Syrer versammeln sich nach dem Sturz von Bashar al-Assad in den Straßen von Damaskus
Syrer versammeln sich nach dem Sturz von Bashar al-Assad in den Straßen von Damaskus (© Imago Images / Xinhua)

Mit dem Einmarsch syrischer Milizen in Damaskus und der Flucht von Präsident Assad endete nach über fünfzig Jahren das Regime der Herrscherfamilie.

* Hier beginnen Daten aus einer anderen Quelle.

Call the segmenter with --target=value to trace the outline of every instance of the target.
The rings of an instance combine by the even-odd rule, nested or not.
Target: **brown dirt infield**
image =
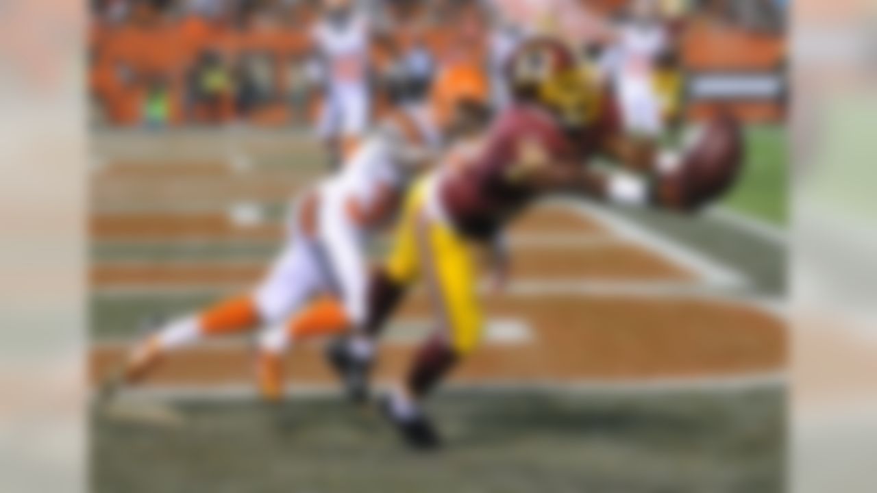
[[[786,361],[785,328],[764,312],[692,300],[500,297],[491,315],[519,317],[535,332],[520,346],[488,344],[455,374],[466,382],[576,382],[659,377],[702,377],[776,371]],[[402,316],[424,313],[412,300]],[[404,375],[413,348],[388,343],[378,377]],[[115,347],[92,351],[96,382],[120,361]],[[252,353],[246,346],[186,350],[168,358],[150,382],[208,385],[250,381]],[[333,382],[313,345],[296,348],[288,365],[293,382]]]

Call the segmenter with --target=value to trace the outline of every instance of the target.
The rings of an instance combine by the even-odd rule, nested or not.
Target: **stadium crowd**
[[[586,33],[587,44],[628,2],[545,2],[553,17],[538,19],[525,18],[527,3],[515,0],[360,4],[385,34],[373,40],[368,68],[371,87],[386,89],[373,95],[381,95],[372,106],[380,113],[387,98],[423,96],[448,60],[465,57],[489,69],[503,36],[514,37],[521,21],[562,24],[578,17],[588,27],[570,29]],[[743,26],[770,36],[781,28],[785,2],[662,4],[671,19],[685,13],[687,29],[692,23],[707,30]],[[324,74],[314,63],[311,40],[318,1],[93,0],[91,9],[89,82],[96,125],[281,126],[312,122],[318,111]]]

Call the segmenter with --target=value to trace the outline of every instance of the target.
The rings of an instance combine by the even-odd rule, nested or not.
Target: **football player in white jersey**
[[[615,44],[603,54],[602,68],[615,88],[629,134],[654,139],[661,134],[663,110],[656,87],[656,64],[669,47],[670,35],[657,0],[636,0],[621,24]]]
[[[315,335],[300,318],[289,317],[306,303],[332,296],[342,301],[343,310],[318,314],[339,318],[330,325],[340,332],[362,322],[367,301],[367,240],[395,217],[410,179],[433,161],[443,139],[486,123],[487,93],[486,79],[479,86],[459,86],[450,96],[446,91],[443,96],[453,98],[454,111],[438,121],[431,107],[389,115],[342,169],[295,201],[288,244],[260,284],[160,327],[135,347],[120,374],[107,382],[107,389],[142,380],[175,349],[210,336],[266,327],[260,339],[260,387],[267,398],[279,398],[283,353],[296,339]],[[320,322],[325,325],[324,319]]]
[[[356,146],[371,116],[368,19],[353,0],[324,0],[310,32],[311,73],[324,88],[317,132],[335,162]]]
[[[300,310],[289,324],[262,334],[258,378],[264,397],[282,397],[282,358],[296,340],[353,329],[345,342],[363,360],[370,359],[371,339],[356,337],[356,329],[368,315],[366,243],[395,218],[411,169],[423,169],[424,163],[438,161],[481,134],[490,118],[488,98],[489,82],[480,68],[464,65],[442,70],[427,105],[403,107],[391,114],[355,151],[339,177],[320,189],[324,204],[317,227],[324,239],[327,277],[336,284],[324,289],[328,297],[306,307],[302,302],[307,300],[300,298],[296,303]],[[293,269],[279,279],[287,280],[278,280],[279,293],[290,290],[282,287],[284,282],[297,282]]]

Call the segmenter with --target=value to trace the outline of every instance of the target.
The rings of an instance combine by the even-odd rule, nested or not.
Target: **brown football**
[[[743,168],[743,134],[733,115],[722,112],[704,124],[683,164],[695,206],[720,197],[734,184]]]

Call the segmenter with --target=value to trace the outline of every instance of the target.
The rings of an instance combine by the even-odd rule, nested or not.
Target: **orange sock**
[[[360,146],[360,137],[357,135],[347,135],[341,138],[341,157],[345,160],[356,152]]]
[[[333,335],[347,331],[350,319],[344,306],[334,298],[320,298],[302,311],[288,328],[290,339],[300,340],[304,338]]]
[[[232,298],[201,315],[201,332],[221,335],[243,332],[259,324],[259,312],[250,297]]]

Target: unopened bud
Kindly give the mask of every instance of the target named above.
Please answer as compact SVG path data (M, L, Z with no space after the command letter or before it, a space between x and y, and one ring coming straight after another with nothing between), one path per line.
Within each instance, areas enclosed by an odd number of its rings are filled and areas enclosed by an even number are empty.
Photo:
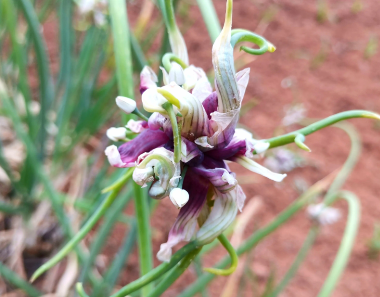
M185 190L174 188L171 191L169 197L173 204L177 208L180 208L188 201L188 193Z
M177 63L172 63L172 67L169 71L169 83L175 82L178 86L185 83L185 75L182 67Z
M136 102L127 97L117 96L116 104L121 110L127 114L132 113L136 109Z

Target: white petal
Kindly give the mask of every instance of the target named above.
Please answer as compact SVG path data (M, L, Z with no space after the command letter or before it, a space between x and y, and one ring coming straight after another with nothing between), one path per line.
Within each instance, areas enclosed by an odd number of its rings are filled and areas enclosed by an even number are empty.
M117 96L116 98L116 104L119 108L127 114L132 113L136 109L136 102L123 96Z
M162 108L164 103L167 102L165 97L157 92L154 89L148 89L143 94L141 97L144 109L149 112L157 112L166 113L166 112Z
M222 180L227 182L229 185L236 185L237 182L235 178L227 170L222 175Z
M169 71L169 83L174 82L178 86L185 83L185 76L183 69L177 63L172 63L171 69Z
M124 127L118 128L111 127L107 130L106 135L113 141L118 141L125 139L125 133L126 133L126 129Z
M146 168L135 169L133 172L132 178L138 185L141 186L142 188L145 188L147 186L148 183L153 181L154 175L153 168L151 166L147 166Z
M185 190L174 188L169 195L171 202L177 208L180 208L188 201L188 193Z
M134 133L141 133L146 129L143 126L143 124L145 122L145 121L135 121L134 119L131 119L128 121L125 127Z
M121 161L120 153L116 145L107 146L104 151L104 154L108 159L109 164L112 166L122 167L126 164Z
M239 157L231 159L232 161L240 164L248 170L252 172L256 172L261 174L263 176L267 177L269 179L275 181L275 182L281 182L286 176L286 174L280 174L275 173L266 168L260 164L257 163L253 160L247 158L246 157Z

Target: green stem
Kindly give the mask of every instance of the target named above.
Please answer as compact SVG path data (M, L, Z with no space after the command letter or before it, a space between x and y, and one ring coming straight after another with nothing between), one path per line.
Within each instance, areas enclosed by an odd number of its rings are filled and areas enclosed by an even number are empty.
M314 242L318 235L318 228L316 227L312 227L309 231L307 237L306 238L302 246L299 250L298 253L296 257L294 262L293 262L290 268L284 276L281 281L276 287L273 292L272 293L269 297L276 297L278 295L282 290L286 287L289 282L294 277L296 272L297 272L299 266L303 262L309 251L314 244Z
M256 231L246 240L236 250L238 256L251 250L264 238L277 230L279 227L292 217L304 205L308 203L312 198L321 193L324 189L324 186L323 186L318 184L312 186L295 201L281 212L273 221L266 227ZM228 265L230 262L229 257L225 257L214 267L221 269ZM201 291L216 276L215 274L204 273L177 297L192 297Z
M197 0L199 9L206 24L209 35L213 43L216 40L222 31L212 0Z
M41 34L41 25L38 21L38 18L30 1L18 0L18 2L28 23L36 51L38 76L40 79L41 98L39 158L42 159L44 155L45 140L46 135L45 127L46 113L54 98L54 88L52 77L50 73L47 52L45 42Z
M159 297L175 281L190 265L202 247L189 253L177 266L172 269L147 297Z
M109 14L112 25L119 95L133 99L135 97L133 66L125 2L124 0L110 1ZM123 113L123 115L124 120L126 122L129 118L128 115Z
M0 262L0 274L13 285L21 289L30 297L38 297L44 293L37 290L27 281L20 277L3 263Z
M204 268L203 270L207 272L216 274L217 275L229 275L235 271L237 267L239 258L237 257L236 251L233 248L232 245L224 234L221 234L218 237L218 239L222 244L224 248L227 250L231 257L231 265L227 269L220 269L218 268Z
M140 276L144 276L153 267L152 254L152 239L149 221L149 205L148 196L145 189L137 184L135 187L135 211L137 220L137 242L139 247ZM153 283L149 284L142 290L142 295L145 297L153 289Z
M339 192L335 196L348 203L347 222L335 260L318 297L328 297L333 292L348 261L360 223L360 203L356 196L347 191Z
M344 111L318 121L311 125L309 125L307 127L297 130L296 131L268 139L263 139L263 141L269 142L270 144L269 148L273 148L273 147L284 145L294 142L295 137L299 134L302 134L306 136L340 121L354 118L368 118L380 120L380 115L374 112L367 111L366 110L350 110Z
M150 283L170 270L186 255L196 248L197 246L194 242L188 243L173 255L169 262L161 263L146 275L123 286L117 292L111 295L111 297L124 297Z
M125 174L120 178L119 181L123 182L119 183L119 186L117 188L115 188L111 193L110 193L107 198L104 199L100 206L90 217L88 220L87 220L85 225L81 229L78 233L77 233L75 236L74 236L54 257L36 270L36 271L33 274L33 275L32 275L32 277L30 279L31 282L34 281L42 273L51 268L62 260L68 254L69 254L69 253L72 251L78 244L83 239L85 236L91 231L92 228L103 216L111 204L112 204L112 202L115 200L115 198L117 197L117 194L119 193L119 192L121 190L122 186L132 176L133 170L133 168L129 169Z
M182 140L178 130L177 123L177 116L173 109L173 105L170 102L166 102L162 105L162 108L167 112L169 118L171 122L173 129L173 137L174 143L174 162L178 163L181 161L181 146Z

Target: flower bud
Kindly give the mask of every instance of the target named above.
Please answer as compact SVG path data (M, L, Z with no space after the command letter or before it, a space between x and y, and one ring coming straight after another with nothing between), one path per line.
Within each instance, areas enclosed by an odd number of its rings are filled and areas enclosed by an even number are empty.
M174 188L171 191L169 197L176 207L179 209L188 201L188 193L185 190Z
M124 127L118 128L111 127L107 130L106 135L113 141L118 141L125 139L125 133L126 133L126 129Z
M136 102L127 97L117 96L116 104L121 110L127 114L132 113L136 109Z
M175 82L178 86L185 83L185 76L183 69L177 63L172 63L171 69L169 71L169 82Z

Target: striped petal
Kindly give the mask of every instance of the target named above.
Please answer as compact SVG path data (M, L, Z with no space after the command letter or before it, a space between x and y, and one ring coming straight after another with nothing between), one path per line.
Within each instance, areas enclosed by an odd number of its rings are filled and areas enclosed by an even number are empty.
M167 242L161 245L157 258L169 262L173 247L182 241L189 241L194 234L197 220L206 201L208 181L195 174L189 169L183 181L183 189L188 193L188 201L179 210L177 219L169 233Z
M147 141L147 139L150 141ZM168 140L169 137L162 131L147 129L118 148L115 145L108 146L105 153L112 166L133 167L135 162L142 154L163 145Z

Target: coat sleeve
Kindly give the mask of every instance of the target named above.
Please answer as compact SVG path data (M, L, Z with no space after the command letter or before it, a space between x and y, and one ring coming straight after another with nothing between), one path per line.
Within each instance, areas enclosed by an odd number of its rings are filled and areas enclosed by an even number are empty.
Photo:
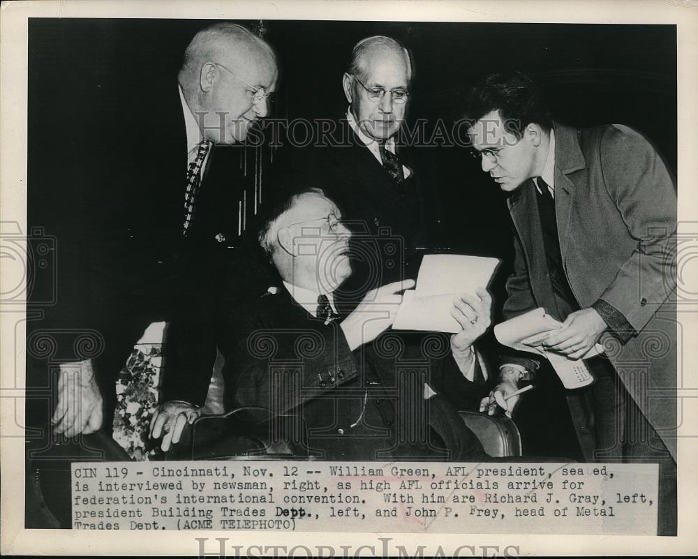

Seit dem Beginn der neuen Offensive islamistischer Milizen vor zehn Tagen ist in Syrien nichts mehr, wie es war. Am 29. November drangen die Rebellen ins Zentrum der einstigen Industriemetropole Aleppo ein, und danach ging alles sehr schnell: Als nächstes fiel Hama, die Aufständischen stießen nach Homs vor, und auch im Süden und Osten des Landes brachen Gefechte aus. Der Widerstand der staatlichen Armee war überschaubar, die meisten Soldaten desertierten oder übergaben ihre Waffen. Laut der britischen Tageszeitung The Guardian flohen 2.000 Soldaten über die Grenze in den Irak. Offenbar war niemand mehr bereit, für den Assad-Clan zu kämpfen.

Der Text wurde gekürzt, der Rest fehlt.